My current DnD campaign is ending and I am looking for something new. I was thinking a pokemon RPG would be cool. I am looking for something similar to the D20 system, or even the D6 system. I was thinking about adjusting ASB, but that would be amazingly difficult and I wouldn't have time. Anybody know one that's been made already?


----------



## Coloursfall (Apr 29, 2011)

Hmmm I can only think of Pokethulhu, but that's not exactly Pokemon, just mostly a parody/inspired by it.

What I've been doing, though, is making custom monsters and races based on Pokemon (I could dig up a few if you're interested) for D&D 4e. It's a lot of fun, actually...been thinking of making a thread to post my stuff in for it.
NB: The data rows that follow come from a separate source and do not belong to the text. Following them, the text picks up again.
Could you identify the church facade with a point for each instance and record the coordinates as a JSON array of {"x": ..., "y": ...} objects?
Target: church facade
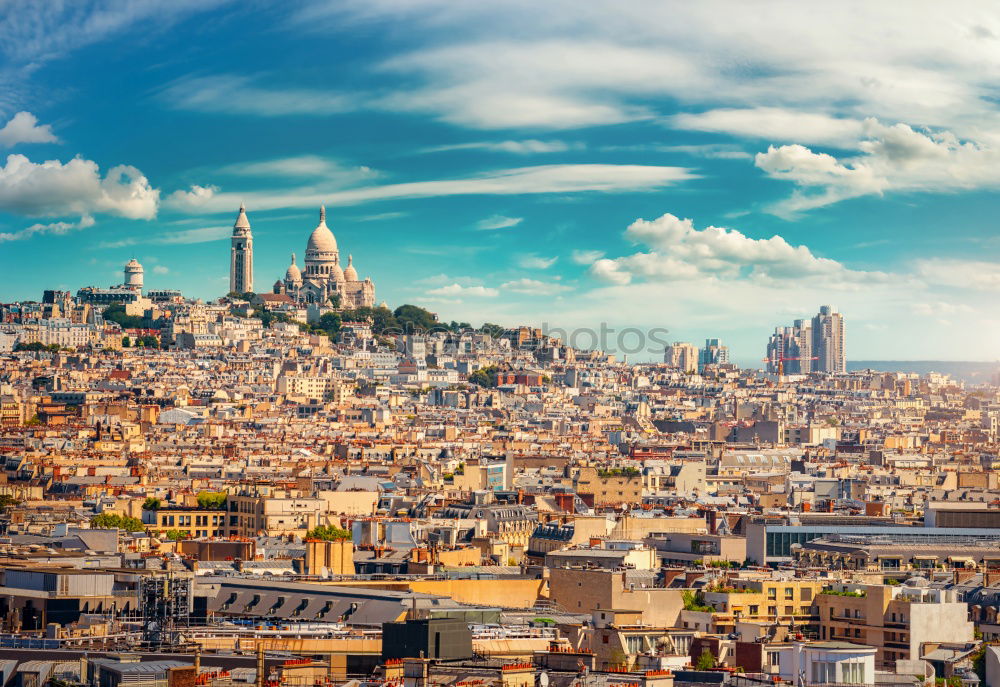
[{"x": 323, "y": 281}]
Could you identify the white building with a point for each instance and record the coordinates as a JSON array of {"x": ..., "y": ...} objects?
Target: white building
[
  {"x": 324, "y": 279},
  {"x": 824, "y": 663}
]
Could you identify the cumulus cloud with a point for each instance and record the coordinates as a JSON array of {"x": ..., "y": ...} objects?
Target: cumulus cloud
[
  {"x": 498, "y": 222},
  {"x": 536, "y": 262},
  {"x": 197, "y": 197},
  {"x": 50, "y": 228},
  {"x": 53, "y": 188},
  {"x": 535, "y": 287},
  {"x": 586, "y": 257},
  {"x": 24, "y": 128},
  {"x": 456, "y": 290},
  {"x": 891, "y": 158},
  {"x": 678, "y": 251}
]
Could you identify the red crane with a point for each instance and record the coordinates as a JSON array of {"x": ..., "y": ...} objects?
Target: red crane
[{"x": 781, "y": 361}]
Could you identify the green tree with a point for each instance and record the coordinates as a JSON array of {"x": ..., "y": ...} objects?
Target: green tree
[
  {"x": 414, "y": 318},
  {"x": 113, "y": 521},
  {"x": 328, "y": 533},
  {"x": 116, "y": 313},
  {"x": 329, "y": 324},
  {"x": 212, "y": 500},
  {"x": 706, "y": 661}
]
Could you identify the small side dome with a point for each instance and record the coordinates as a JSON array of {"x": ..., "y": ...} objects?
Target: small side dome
[
  {"x": 350, "y": 274},
  {"x": 293, "y": 273}
]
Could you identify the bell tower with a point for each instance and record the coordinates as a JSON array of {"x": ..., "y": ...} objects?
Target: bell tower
[{"x": 241, "y": 255}]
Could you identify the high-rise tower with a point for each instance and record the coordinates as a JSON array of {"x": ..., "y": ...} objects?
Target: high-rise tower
[
  {"x": 241, "y": 255},
  {"x": 828, "y": 340}
]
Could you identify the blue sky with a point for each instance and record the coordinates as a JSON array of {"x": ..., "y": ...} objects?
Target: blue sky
[{"x": 715, "y": 169}]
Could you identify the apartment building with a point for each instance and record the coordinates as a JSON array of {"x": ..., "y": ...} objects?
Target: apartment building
[{"x": 897, "y": 620}]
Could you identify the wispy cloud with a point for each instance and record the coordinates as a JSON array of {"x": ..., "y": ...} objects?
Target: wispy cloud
[
  {"x": 24, "y": 128},
  {"x": 232, "y": 94},
  {"x": 536, "y": 262},
  {"x": 531, "y": 146},
  {"x": 498, "y": 222},
  {"x": 569, "y": 178},
  {"x": 50, "y": 228}
]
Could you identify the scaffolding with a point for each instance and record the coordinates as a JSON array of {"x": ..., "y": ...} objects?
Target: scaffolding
[{"x": 165, "y": 603}]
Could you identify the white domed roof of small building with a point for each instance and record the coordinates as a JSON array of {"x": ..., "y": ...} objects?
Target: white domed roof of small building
[
  {"x": 322, "y": 240},
  {"x": 293, "y": 273},
  {"x": 242, "y": 224},
  {"x": 350, "y": 274}
]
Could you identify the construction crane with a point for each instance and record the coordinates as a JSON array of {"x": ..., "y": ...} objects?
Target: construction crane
[{"x": 781, "y": 361}]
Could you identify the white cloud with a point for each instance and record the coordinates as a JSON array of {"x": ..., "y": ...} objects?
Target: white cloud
[
  {"x": 23, "y": 128},
  {"x": 530, "y": 146},
  {"x": 773, "y": 123},
  {"x": 201, "y": 235},
  {"x": 677, "y": 251},
  {"x": 978, "y": 275},
  {"x": 534, "y": 287},
  {"x": 457, "y": 290},
  {"x": 50, "y": 228},
  {"x": 498, "y": 222},
  {"x": 312, "y": 166},
  {"x": 197, "y": 197},
  {"x": 230, "y": 94},
  {"x": 521, "y": 180},
  {"x": 892, "y": 158},
  {"x": 940, "y": 308},
  {"x": 536, "y": 262},
  {"x": 573, "y": 67},
  {"x": 586, "y": 257},
  {"x": 53, "y": 188}
]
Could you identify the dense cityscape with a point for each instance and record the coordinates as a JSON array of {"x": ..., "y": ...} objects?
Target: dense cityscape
[
  {"x": 298, "y": 487},
  {"x": 423, "y": 343}
]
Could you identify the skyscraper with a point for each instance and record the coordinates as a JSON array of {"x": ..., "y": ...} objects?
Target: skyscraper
[
  {"x": 682, "y": 356},
  {"x": 714, "y": 353},
  {"x": 828, "y": 340},
  {"x": 241, "y": 255},
  {"x": 789, "y": 350}
]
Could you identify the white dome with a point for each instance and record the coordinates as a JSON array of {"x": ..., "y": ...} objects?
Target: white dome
[
  {"x": 293, "y": 273},
  {"x": 350, "y": 274},
  {"x": 321, "y": 240}
]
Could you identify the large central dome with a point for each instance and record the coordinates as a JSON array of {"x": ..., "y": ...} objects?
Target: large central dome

As well, a google search pulled up this, but I'm not sure how complete it is.


----------



## Phantom (Apr 29, 2011)

Sounds interesting. Though I'm old school and not really into 4e. Newest I go is 3.5. I will have to investigate that one you linked later, the work computer blocks it. Stupid blocking system. 

Pokemon just sounds fun, you know, nostalgia and everything. I am still trying to insert ASB into some sort of system. But converting is going to take a while, but it is a convenient place where all moves and potential ideas are lopped together.


----------



## Negrek (Apr 30, 2011)

There's a _lot_ of Pokémon D&D projects out there in various stages of completion. I haven't looked seriously into them, but a quick search scared up a couple that look decently well-done:

http://pokemondtwenty.wikidot.com/start
http://www.scshop.com/~ritaxis/
http://s4.zetaboards.com/Pokemon_Tabletop/topic/7919834/1/


----------



## Phantom (Apr 30, 2011)

Hmm I like the first one that Negrek posted. I will tell everyone how they all run.


----------



## Minnow (May 1, 2011)

/tg/ made a pokemon tabletop game; I've checked it out. It's pretty cool, they've got several hundred pages of rules between the player's handbook, gm guide, and pokedex. Here. Might be fun?


----------